Interestingly, the analysis of contigs that harbor aminoglycoside phosphotransferase-encoding genes revealed the presence of the latter in the genomes of other bacterial species. For example, the aph(3')-IIIa gene was detected in a sequence typical for commensal Ruminococcus obeum and opportunistic E. faecium, Roseburia hominis, Streptococcus pyogenes and Staphylococcus epidermidis, but not for  E. faecalis. Gene aph(2'')-Ia was detected in Clostridium difficile, but not in  E. faecalis (Tables 3, 5). Although this gene was the most prevalent in enterococci in the study [16], we observed it in only one studied sample in the non-enterococcal sequence.
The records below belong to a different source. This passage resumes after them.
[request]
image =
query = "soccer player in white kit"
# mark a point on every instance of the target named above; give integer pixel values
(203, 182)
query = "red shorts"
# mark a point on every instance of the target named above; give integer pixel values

Genes aph(2")-Ia and  aph(3')-IIIa were previously reported in methicillin-resistant strains of Staphylococcus aureus [17]. However, in the studied Russian metagenomes aph(3')-IIIa was present in the sequence typical for Staphylococcus epidermidis, while aph(3'')-Ib was detected in E. coli.
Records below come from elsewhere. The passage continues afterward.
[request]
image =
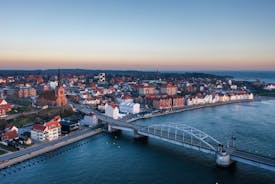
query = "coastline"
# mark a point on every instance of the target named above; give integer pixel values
(47, 147)
(40, 149)
(194, 107)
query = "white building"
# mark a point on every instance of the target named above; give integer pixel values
(46, 132)
(112, 111)
(131, 108)
(89, 121)
(270, 87)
These results are consistent with the results of comparative analyses conducted worldwide: age, sex and health do not have any significant impact on the antibiotic resistance of the gut microbiota, while the geographic origin does [15]. Rare occurrence and poor diversity of aph genes in Russian metagenomes may indicate that gut microbiota composition is specific to a particular region and that individuals whose microbiomes were analyzed in our study rarely resort to aminoglycoside therapies. On the other hand, missing aph genes in anaerobic bacteria that dominate the gut microbiota may be explained by the absence of cytochrome-mediated transport [25]. It is also important that the microbiome of a healthy individual harbors opportunistic bacteria carrying aph genes.

CONCLUSIONS 

Previously isolated from clinical bacterial strains, genes aph(3'')-Ib, aph(3')-IIIa and  aph(2'')-Ia were found in 7 microbiota samples of 11 healthy Russians. Gene aph(3')-IIIa prevailed. The genes detected in the samples are carried by opportunistic bacteria: Enterococcus faecium, Roseburia hominis, Clostridium difficile, Escherichia coli, Streptococcus pyogenes, and Staphylococcus epidermidis. Two of them — E. coli and E. faecium — belong to a group of 12 highly dangerous bacteria, according to the World Health Organization. Therefore, we believe it reasonable to run antibiotic resistance tests on both the causative agent and patient’s microbiota before deciding on the antibiotic treatment for patients with bacterial infections.

This work is the first to study the spread of antibiotic resistance genes of the gut microbiota of Russians. Further PCR-based search should be conducted to identify other clinically relevant resistance genes.